Mothercare reported its first full year profit in five years today, benefiting from lower costs and improved trading in its core UK business.
For the year to 26 March 2016, the retailer posted a statutory profit before tax of £9.7m compared to a loss of £13.1m in the previous years, on group sales down 4.4% to £682.3m. Its UK division still made a loss of £6.4m. although this was improvement on last year’s £18.0m and comes after a pick in trading in its stores and online.
The group has been closing underperforming stores whilst modernising and refurbishing others. It refurbished 47 stores last year with 40% of retail space in the UK now in a “new, modern and much improved format.” This helped lift UK like-for-like sales by 3.6% with total sales edging up 0.3% to £459.7m, despite 19 store closures.
Renewed focus on its online actives also help lift sales on this side of its business by 15% with it now accounting for 37% of UK retail sales.
Meanwhile, difficult trading conditions overseas led to international like-for-like sales falling 4.5%.
Mark Newton-Jones, Chief Executive of Mothercare, said: “The results highlight the significant progress we are making towards returning the UK to profitability.
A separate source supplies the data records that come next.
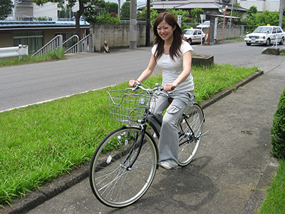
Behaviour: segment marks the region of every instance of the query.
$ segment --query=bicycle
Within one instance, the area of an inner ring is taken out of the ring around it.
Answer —
[[[132,92],[128,90],[132,89]],[[108,91],[112,119],[126,125],[109,133],[97,147],[90,163],[90,183],[100,202],[122,208],[139,200],[150,188],[158,168],[158,149],[147,117],[157,95],[166,93],[158,83],[145,88],[137,83],[126,91]],[[178,120],[179,165],[193,159],[202,133],[204,116],[196,103]],[[148,125],[147,125],[148,124]],[[160,124],[161,125],[161,124]]]

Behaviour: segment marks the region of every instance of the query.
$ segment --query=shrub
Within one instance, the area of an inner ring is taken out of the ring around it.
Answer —
[[[279,159],[285,159],[285,88],[280,96],[271,131],[271,153]]]

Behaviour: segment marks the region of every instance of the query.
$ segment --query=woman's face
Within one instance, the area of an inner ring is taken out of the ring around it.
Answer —
[[[163,20],[157,26],[157,34],[164,41],[171,41],[173,39],[173,31],[175,29],[176,26],[172,28],[171,25]]]

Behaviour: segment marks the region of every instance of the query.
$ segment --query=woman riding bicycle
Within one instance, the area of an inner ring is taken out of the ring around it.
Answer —
[[[160,165],[169,170],[178,165],[177,120],[196,98],[191,74],[193,49],[185,41],[182,31],[171,13],[160,14],[153,31],[155,38],[150,63],[140,77],[137,80],[130,80],[129,85],[133,87],[135,83],[147,79],[156,65],[162,71],[163,89],[169,92],[169,96],[160,95],[152,113],[162,122],[161,128],[156,125],[157,130],[160,129]],[[173,99],[171,103],[169,98]],[[166,108],[167,110],[162,116]],[[157,124],[155,121],[150,122]]]

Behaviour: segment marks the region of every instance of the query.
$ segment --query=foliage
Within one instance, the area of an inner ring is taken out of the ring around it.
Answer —
[[[106,2],[105,6],[105,10],[109,14],[118,13],[118,4],[115,2]]]
[[[208,98],[256,70],[193,66],[197,100]],[[160,74],[144,83],[153,86],[161,81]],[[104,136],[118,126],[110,118],[105,91],[128,87],[125,82],[0,113],[0,203],[90,161]]]
[[[32,0],[33,2],[38,5],[43,4],[46,2],[60,2],[63,3],[65,1],[63,0]],[[90,20],[95,20],[98,16],[98,9],[105,6],[104,0],[68,0],[67,6],[73,6],[76,2],[78,2],[79,9],[76,14],[76,34],[79,38],[81,38],[81,30],[80,30],[80,19],[83,14],[90,19]]]
[[[12,1],[11,0],[0,1],[0,19],[5,19],[12,11]]]
[[[175,16],[176,19],[177,19],[178,15],[181,15],[181,28],[182,29],[188,28],[187,24],[185,23],[189,19],[190,14],[187,11],[183,11],[182,9],[167,9],[167,12],[172,13]]]
[[[285,210],[285,160],[279,163],[276,176],[262,202],[259,214],[284,213]]]
[[[256,27],[262,25],[276,25],[279,24],[279,13],[270,12],[266,11],[263,13],[254,13],[255,9],[251,8],[249,9],[247,18],[244,20],[244,23],[248,25],[256,26]],[[284,24],[284,22],[283,22]],[[284,25],[284,24],[283,24]]]
[[[285,159],[285,88],[280,96],[271,128],[271,154]]]
[[[130,1],[125,1],[120,8],[120,16],[122,18],[130,18]]]
[[[58,11],[58,18],[69,18],[70,11],[71,10],[71,16],[73,16],[73,12],[69,6],[64,6],[62,3],[58,4],[58,8],[61,8],[61,10]]]
[[[201,23],[200,15],[204,14],[204,10],[200,8],[195,8],[191,10],[191,16],[193,19],[193,22]]]
[[[150,9],[150,22],[154,24],[155,21],[155,19],[157,16],[158,13],[157,10],[154,10],[152,9]],[[138,14],[137,16],[138,19],[142,19],[142,20],[146,20],[147,19],[147,7],[144,6],[142,7],[142,10]]]
[[[257,7],[255,6],[252,6],[248,10],[247,10],[247,18],[253,18],[254,14],[257,14]]]

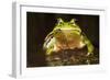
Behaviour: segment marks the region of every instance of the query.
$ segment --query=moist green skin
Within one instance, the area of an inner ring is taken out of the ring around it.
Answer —
[[[72,19],[70,22],[64,22],[59,18],[57,21],[55,27],[44,41],[43,48],[46,50],[46,55],[52,55],[53,52],[63,49],[82,48],[84,46],[87,46],[87,56],[94,54],[94,45],[75,23],[75,19]]]

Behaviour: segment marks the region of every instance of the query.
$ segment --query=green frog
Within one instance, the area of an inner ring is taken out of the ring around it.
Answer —
[[[43,44],[47,56],[61,50],[80,49],[85,46],[87,46],[87,56],[94,54],[94,45],[76,24],[76,19],[64,22],[61,18],[57,19],[55,27],[47,34]]]

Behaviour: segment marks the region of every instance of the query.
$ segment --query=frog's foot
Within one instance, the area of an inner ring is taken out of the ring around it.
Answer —
[[[86,56],[89,56],[89,55],[91,55],[91,54],[94,54],[94,53],[88,53]]]

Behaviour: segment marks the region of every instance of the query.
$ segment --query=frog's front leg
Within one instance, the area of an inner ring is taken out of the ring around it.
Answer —
[[[89,56],[90,54],[94,54],[94,45],[92,45],[91,42],[87,38],[86,35],[82,35],[82,41],[84,41],[84,43],[87,45],[87,49],[88,49],[87,56]]]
Improvements to our customer offer, both in store and online, and the look and feel of the store estate are driving like-for-like sales growth for a second consecutive year. Nearly 40% of the store estate is now in the new and much improved format and the feedback from customers continues to be positive. This sales growth is not at the expense of gross margins which have also returned to growth. There is still much to do, but we are encouraged by our maintained trajectory towards profitability in the UK.”
He added: “Conditions for our International business remain challenging. The issues are primarily at a macro level, with economic and currency headwinds persisting. Whilst we recognise these pressures, we believe that we can also make some improvements in how we operate. We are exiting underperforming stores whilst continuing to grow space where there is potential for long term growth. We are also taking the lessons learned from our success in the UK and exporting them to our International markets. This is strengthening our International operations and improving the management of our brand globally.”